Saturday morning’s capping of the liberty pole at Willson Park commemorates an event that “may or may not have happened here,” said Jim Ringwood of the Bedford Minuteman Company, “But it evokes the history of the colonial period.”
As this year’s first lieutenant, Ringwood will serve as master of ceremonies for the event, which every year is the first in a series of celebrations focusing on the hostilities that launched what became the American Revolution on April 19, 1775.
“Bedford is the tip of the iceberg, on Saturday morning, for events later in the day and then the following weekend,” said Peter Secor, this year’s captain of the Minutemen.
Pole capping is scheduled for Saturday morning at the intersection of The Great Road, Concord, and North Roads. The green triangle is named Willson Park, acknowledged for Jonathan Willson, captain of the original Bedford Minutemen, who was fatally shot on April 19 during a skirmish in Lincoln as volunteers exchanged fire with British troops retreating from Concord.
(Trivia break – the roadway that links North and Concord Roads, on the northwest leg of Willson Park, is named Park Row.)
Pole-capping re-enacts pre-Revolution activism, with the red cap a statement of defiance to the British crown.
Colonial marchers from several area towns will stand in formation as the Bedford company steps off at 10:15 a.m., carrying the liberty pole, which will be installed into a newly-rebuilt wooden stanchion on the park turf. (Secor thanked longtime Minuteman Dr. Roy Kring for arranging for the replacement.)

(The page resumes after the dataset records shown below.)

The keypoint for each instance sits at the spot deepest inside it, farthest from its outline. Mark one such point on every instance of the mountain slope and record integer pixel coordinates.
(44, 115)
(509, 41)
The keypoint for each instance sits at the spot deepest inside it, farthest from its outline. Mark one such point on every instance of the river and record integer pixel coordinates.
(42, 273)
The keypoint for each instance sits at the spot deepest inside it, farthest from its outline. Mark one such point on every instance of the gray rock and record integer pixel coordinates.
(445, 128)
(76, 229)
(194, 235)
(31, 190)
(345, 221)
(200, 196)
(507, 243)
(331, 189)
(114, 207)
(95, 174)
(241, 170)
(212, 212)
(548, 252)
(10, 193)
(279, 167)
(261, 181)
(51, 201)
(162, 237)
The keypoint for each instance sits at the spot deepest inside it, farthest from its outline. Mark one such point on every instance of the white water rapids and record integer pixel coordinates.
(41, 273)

Historically in Bedford, a Minuteman shinnies up the pole and attaches the knit cap to the top. This year the company invited a detachment from the Air Force Junior Reserve Officer Training Corps from Bedford High School to participate in the parade, and one of the students will have the honor of climbing and capping.
All the colonial marchers then parade in formation past the reviewing stand.
“We are the only group in the region that has anything to do with a liberty pole,” Ringwood stated, noting that the custom actually had its origin during the time of the Roman Empire.
Secor added, “It’s terrific to have the first event – there has been a lot of preparation this year. All the other companies are excited to be here.” Ringwood added, “There’s a social aspect of it for all the area groups and they get into shape for the season.”
Indeed, early Saturday afternoon Minutemen from Bedford and nearby towns will reconvene around Meriam’s Corner – Lexington and Old Bedford Roads – in Concord to commemorate the 1775 fighting there. Secor said there also will be a ceremony later in the afternoon at the Paul Revere capture site on Route 2A east of Hanscom Drive.
The Minuteman leaders are also looking ahead two years from this weekend when Bedford’s pole-capping will be the first event of a two-year national celebration: the 250th anniversary of the Revolution. They said they hope more residents get involved to bolster the Minuteman membership, which exceeded 50 during the American Revolution Bicentennial in 1975.
Secor said he can get emotional “walking at the places where all this actually happened.” Ringwood said even after experiencing about 25 pole-cappings, “it still has an effect – that’s the whole purpose.”
Ringwood wasn’t there, but his father-in-law, John Ahearn, presided at the first Bedford pole-capping in 1965, after he led the campaign to reconstitute the Minuteman company.